From: Engineering orthogonal signalling pathways reveals the sparse occupancy of sequence space

a, Schematic summary of library design. b, Left, histogram of the read counts for the pre-selection PhoQ–PhoP library. The vast majority of reads are unique, which indicates that the library size is larger than Illumina sequencing coverage and no variants are overrepresented. Right, histogram of the read counts for one replicate of the PhoQ–PhoP library after overnight growth in low Mg2+ conditions. c, Counts of cells sorted into each bin, for each replicate and growth condition. d, The cells sorted into each bin were grown overnight, diluted back to mid-exponential phase, shifted to medium with 10 μM Mg2+ and their YFP levels were verified by flow cytometry. n = 2 independent biological replicates. e, As in d, but with cells retained in medium with 50 mM Mg2+. n = 2 independent biological replicates. f, Scatter plots displaying the correlations between the bin frequencies of individual variant pairs measured in independent replicates.
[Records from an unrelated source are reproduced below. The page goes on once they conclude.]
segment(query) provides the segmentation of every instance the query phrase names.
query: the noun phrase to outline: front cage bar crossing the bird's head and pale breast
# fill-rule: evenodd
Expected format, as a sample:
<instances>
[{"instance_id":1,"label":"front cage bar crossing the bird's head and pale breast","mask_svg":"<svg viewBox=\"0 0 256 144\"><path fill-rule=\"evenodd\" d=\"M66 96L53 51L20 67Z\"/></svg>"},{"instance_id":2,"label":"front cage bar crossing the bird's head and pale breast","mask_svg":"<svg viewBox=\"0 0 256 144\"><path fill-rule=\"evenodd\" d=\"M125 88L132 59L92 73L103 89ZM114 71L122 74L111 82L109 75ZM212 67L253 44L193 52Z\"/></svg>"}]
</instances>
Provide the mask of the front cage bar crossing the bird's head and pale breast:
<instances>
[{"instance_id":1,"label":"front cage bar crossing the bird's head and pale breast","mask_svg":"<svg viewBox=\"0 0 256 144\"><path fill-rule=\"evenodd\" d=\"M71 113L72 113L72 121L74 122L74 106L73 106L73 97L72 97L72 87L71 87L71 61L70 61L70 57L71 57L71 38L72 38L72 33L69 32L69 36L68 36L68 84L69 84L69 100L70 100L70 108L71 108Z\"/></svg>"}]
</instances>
Only 106 data points are shown for clarity. R2 values indicate the Pearson correlation coefficients, calculated using all data points. g, As in f, but displaying only the 10,595 variants with sufficient sequencing coverage and fit quality (Methods) to be included in the analysis. h, Scatter plot displaying the Pearson correlation between the YFP fold induction measured by sort-seq and that measured individually by flow cytometry for 32 individual variant pairs. i, Sequence logos summarizing the amino acid frequencies at each position varied in the pre-selected library (top), set of pairs with >20-fold induction (middle) and all native histidine kinase–response regulator pairs (bottom). The residues found at these positions in wild-type PhoQ and PhoP are listed below. j, The FACS gating strategy for isolating single live cells for quantification of YFP expression.